Rotational spectroscopy of the isotopic species of silicon monosulfide, SiS

Abstract

Pure rotational transitions of silicon monosulfide (²⁸Si³²S) and its rare isotopic species have been observed in their ground as well as vibrationally excited states by employing Fourier transform microwave (FTMW) spectroscopy of a supersonic molecular beam at centimetre wavelengths (13–37 GHz) and by using long-path absorption spectroscopy at millimetre and submillimetre wavelengths (127–925 GHz). The latter measurements include 91 transition frequencies for ²⁸Si³²S, ²⁸Si³³S, ²⁸Si³⁴S, ²⁹Si³²S and ³⁰Si³²S in υ = 0, as well as 5 lines for ²⁸Si³²S in υ = 1, with rotational quantum numbers J″ ≤ 52. The centimetre-wave measurements include more than 300 newly recorded lines. Together with previous data they result in almost 600 transitions (J″ = 0 and 1) from all twelve possible isotopic species, including ²⁹Si³⁶S and ³⁰Si³⁶S, which have fractional abundances of about 7 × 10⁻⁶ and 4.5 × 10⁻⁶, respectively. Rotational transitions were observed from υ = 0 for the least abundant isotopic species to as high as υ = 51 for the main species.
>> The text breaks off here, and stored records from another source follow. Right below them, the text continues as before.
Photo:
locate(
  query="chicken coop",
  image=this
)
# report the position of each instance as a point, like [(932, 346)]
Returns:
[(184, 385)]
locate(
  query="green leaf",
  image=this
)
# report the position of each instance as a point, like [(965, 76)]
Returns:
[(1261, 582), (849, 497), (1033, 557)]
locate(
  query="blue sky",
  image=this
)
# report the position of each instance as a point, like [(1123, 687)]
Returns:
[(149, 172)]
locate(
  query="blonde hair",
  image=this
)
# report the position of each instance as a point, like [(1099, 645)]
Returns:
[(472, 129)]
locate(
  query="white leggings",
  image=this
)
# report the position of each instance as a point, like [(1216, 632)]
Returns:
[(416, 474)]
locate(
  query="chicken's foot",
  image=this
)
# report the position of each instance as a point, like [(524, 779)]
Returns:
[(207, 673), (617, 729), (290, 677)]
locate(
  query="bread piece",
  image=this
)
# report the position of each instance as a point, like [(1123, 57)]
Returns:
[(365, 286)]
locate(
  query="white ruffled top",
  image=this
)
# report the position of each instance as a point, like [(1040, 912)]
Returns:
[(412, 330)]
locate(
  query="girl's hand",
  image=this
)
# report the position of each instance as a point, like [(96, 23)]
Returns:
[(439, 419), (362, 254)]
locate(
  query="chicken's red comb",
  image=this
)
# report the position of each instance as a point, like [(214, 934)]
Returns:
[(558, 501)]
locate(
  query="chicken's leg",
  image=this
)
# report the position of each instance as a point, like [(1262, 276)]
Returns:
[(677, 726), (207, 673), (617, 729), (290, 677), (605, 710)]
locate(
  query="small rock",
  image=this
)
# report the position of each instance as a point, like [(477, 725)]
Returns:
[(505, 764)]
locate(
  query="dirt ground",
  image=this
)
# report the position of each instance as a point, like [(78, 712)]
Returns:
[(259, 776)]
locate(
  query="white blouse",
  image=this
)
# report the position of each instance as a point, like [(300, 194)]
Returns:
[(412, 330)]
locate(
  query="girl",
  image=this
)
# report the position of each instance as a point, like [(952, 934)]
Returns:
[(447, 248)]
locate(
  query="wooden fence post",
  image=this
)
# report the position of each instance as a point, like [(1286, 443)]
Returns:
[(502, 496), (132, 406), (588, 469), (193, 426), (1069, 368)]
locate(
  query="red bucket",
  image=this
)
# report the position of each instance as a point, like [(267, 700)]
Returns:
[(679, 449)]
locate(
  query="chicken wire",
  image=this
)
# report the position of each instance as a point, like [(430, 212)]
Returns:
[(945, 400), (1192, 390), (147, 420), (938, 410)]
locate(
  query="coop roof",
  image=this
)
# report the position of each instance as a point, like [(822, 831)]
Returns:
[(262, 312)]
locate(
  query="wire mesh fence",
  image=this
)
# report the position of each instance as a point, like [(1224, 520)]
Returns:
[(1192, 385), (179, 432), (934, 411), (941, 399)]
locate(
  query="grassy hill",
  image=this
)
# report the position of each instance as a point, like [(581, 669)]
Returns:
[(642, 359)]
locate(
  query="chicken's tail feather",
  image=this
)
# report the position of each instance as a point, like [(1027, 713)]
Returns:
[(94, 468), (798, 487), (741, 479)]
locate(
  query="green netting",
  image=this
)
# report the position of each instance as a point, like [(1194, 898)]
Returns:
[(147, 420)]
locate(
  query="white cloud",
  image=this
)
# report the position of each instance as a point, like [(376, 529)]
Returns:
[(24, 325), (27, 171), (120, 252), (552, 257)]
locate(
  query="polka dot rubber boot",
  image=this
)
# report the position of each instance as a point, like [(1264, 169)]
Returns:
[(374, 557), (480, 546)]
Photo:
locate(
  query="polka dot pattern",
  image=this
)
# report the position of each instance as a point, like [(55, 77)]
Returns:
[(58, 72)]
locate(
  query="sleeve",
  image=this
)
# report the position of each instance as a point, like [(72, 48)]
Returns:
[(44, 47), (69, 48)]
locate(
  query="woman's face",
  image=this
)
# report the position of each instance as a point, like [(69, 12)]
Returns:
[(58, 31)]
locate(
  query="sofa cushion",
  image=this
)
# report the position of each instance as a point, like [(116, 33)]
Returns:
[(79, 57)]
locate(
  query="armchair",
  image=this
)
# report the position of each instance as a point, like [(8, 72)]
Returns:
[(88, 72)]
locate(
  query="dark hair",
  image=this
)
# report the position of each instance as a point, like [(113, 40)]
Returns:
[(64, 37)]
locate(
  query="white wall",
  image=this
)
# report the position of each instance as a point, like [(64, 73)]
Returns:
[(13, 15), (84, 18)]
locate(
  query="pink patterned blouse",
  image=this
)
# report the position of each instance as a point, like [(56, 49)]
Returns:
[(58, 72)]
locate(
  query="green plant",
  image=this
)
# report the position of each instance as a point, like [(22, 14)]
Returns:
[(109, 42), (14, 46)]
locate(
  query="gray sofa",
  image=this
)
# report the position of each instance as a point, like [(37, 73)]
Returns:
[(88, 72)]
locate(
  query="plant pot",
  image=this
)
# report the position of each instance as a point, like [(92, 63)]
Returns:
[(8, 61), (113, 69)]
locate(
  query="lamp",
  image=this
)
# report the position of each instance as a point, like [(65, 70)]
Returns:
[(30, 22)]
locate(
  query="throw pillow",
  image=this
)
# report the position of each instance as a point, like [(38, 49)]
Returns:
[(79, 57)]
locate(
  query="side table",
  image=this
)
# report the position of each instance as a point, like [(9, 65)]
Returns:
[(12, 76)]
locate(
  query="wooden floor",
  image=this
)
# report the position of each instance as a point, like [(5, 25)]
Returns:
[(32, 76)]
Owing to the high spectral resolution of the FTMW spectrometer, hyperfine structure from the nuclear electric quadrupole moment of ³³S was resolved for species containing this isotope, as was much smaller nuclear spin-rotation splitting for isotopic species involving ²⁹Si. By combining the measurements here with previously published microwave and infrared data in one global fit, an improved set of spectroscopic parameters for SiS has been derived which include several terms describing the breakdown of the Born–Oppenheimer approximation. With this parameter set, highly accurate rotational frequencies for this important astronomical molecule can now be predicted well into the terahertz region.